Detroit’s Capitol Park is a quiet triangle of benches and planters surrounded by grand old buildings that are better described as sky-ticklers than skyscrapers. They shelter, rather than loom, as people chat and feed pigeons in the modest-sized park.
Lansing developer Richard Karp can’t seem to get away from the state Capitol. In April, Karp won a bid to renovate three historic Detroit buildings in Capitol Park, where the Michigan State Capitol stood until 1847. A tiny metal replica of the Capitol, about two and a half pigeons long, still marks the spot.
It’s a big coup for Karp, who beat out major Detroit players like the Ilitches for the contract. Karp’s frequent partner in renovation projects, Lansing’s Kevin Prater, will team with him on the $85 million project, financed by a complex patchwork of loans, tax credits and neighborhood stabilization funds from HUD.
A consortium of local and state economic development agencies picked Karp, largely on the strength of two recent successes outside of Lansing.
Last year, Karp and Prater rehabbed the Standart-Simmons Building, a century-old warehouse in downtown Toledo, into 75 apartments, now 100 percent leased.
Before that, Prater and Karp transformed Flint’s 1920 Durant Hotel from an empty shell in January 2001 to a completed project, with 93 apartments and a grand ballroom, in August 2011.
Karp said the apartments in both projects are at full occupancy.
Capitol Park, bounded by Shelby, Griswold and State streets, was a bustling bus hub until 2009, when the Rosa Parks Transportation Center was built a few blocks west. Now the park is an oasis of tranquility a block from Woodward Avenue. Karp said there’s no space like it in the city.
“The buildings that ring us around here have six to 13 stories, and that’s a relatively comfortable space for humans,” Karp said.
The buildings slated for renovation include the United Way Building, a dignified 11-story slab on the park’s west side, and the gracefully angled Capitol Park Building, which spreads like an open book at the park’s south end.
The prize among the three is the Farwell Building, a classic Chicago-style 1915 commercial building that once housed high-end iron grillwork, Tiffany chandeliers and glass mosaics and Pewabic tiles.
“There’s not a lot left in the interiors,” Karp said. “Most of what we’re dealing with is historic facades.”
When the project is finished, Karp expects about 250 high-end apartments and 75,000 square feet of office space to mix comfortably with low-income housing that’s already here. The Griswold Building, a large block of low-income senior apartments with Art Deco flourishes, borders the east side of the park.
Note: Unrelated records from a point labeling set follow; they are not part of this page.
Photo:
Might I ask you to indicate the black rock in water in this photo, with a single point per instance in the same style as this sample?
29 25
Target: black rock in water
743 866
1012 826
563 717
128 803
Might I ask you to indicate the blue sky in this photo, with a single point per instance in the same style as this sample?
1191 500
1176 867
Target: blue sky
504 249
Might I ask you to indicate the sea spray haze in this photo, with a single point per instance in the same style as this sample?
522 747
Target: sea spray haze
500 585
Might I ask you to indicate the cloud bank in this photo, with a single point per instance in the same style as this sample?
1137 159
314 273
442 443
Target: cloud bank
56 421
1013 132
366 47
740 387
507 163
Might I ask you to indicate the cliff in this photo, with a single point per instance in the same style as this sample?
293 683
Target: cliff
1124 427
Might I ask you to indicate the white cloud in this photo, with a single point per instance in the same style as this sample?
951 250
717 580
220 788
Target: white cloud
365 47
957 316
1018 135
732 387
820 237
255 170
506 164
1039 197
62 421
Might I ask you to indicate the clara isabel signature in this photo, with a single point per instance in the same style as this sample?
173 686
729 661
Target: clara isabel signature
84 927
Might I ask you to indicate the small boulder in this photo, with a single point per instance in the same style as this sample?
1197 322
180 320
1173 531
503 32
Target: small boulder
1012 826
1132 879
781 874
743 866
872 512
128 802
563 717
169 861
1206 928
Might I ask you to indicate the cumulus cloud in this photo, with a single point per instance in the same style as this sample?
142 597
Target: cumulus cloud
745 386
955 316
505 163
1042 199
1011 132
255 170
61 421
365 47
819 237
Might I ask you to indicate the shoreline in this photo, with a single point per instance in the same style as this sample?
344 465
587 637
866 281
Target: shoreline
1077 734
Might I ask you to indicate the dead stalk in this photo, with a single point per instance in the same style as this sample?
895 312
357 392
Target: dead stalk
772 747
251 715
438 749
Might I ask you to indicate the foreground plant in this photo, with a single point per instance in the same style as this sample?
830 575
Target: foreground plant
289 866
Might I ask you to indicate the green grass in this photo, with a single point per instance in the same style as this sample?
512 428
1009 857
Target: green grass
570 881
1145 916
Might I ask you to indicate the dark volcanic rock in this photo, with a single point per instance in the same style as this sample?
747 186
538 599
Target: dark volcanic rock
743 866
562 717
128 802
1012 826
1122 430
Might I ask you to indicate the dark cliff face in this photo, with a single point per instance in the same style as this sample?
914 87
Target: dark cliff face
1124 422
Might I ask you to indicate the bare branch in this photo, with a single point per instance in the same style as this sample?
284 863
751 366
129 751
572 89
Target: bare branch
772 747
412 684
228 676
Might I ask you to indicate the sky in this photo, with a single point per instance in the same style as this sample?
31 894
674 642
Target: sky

In a cream-colored building to the west, next to the Farwell, window plants and hipsters strumming guitars can be seen in the windows.
“They’re not legally rehabbed — no permits pulled or anything — but people are living there and they’re adding to the culture and the flavor that’s down here,” Karp said, referring to the hipster hangout.
At $85 million, the Capitol Park project is more than twice as big as anything Karp has done before, but he prefers to look at the job as three separate buildings, each costing less than $30 million. “So this is right in our wheelhouse,” Karp said. (The Durant Hotel in Flint cost $41 million and the Standart project cost $20 million.)
Karp has been eyeing Detroit’s neglected gems for years, but he said it’s surprisingly hard to find a willing seller. Occasional payoffs like casinos or a Super Bowl, he said, keep owners waiting for a “big payday.”
“So people sit on these vacant buildings, and they just crumble away,” he said.
Meanwhile, a series of big rehab projects in Detroit’s midtown and downtown are filling fast, with waiting lists announced for each new project. Karp expects much of the demand for the Capitol Park apartments from Wayne State University students and employees of latter-day Detroit-o-philic companies like Quicken Loans, which has recently moved hundreds of new workers into the area.
“Having a billionaire like [Quicken CEO] Danny Gilbert running around, spending money like a drunken sailor, buying buildings left and right, doesn’t hurt either,” he said.
No wonder Karp sounds like he has blasted through a mined-out cave into the mother of all lodes.
“We’ve kind of run out of things to do in Lansing,” he said. “The scale of projects we do don’t exist there, unless we do new construction.” In 2005-’06, Karp and Prater set the keystone of downtown Lansing’s resurgence with an $8 million renovation of the 1915 Arbaugh Building into lofts and office space.
Last Thursday, on a weekly visit to the site, Karp looked across the sheltering box canyon of Capitol Park. A little girl danced in the shade, scattering the pigeons. In the middle distance, just south of the park, the towering Deco David Stott Building loomed like an Olympian gateway to the mighty architectural works of downtown Detroit — rehab heaven.
“There’s 15, 20 years of work to do here,” he said, and disappeared into his truck.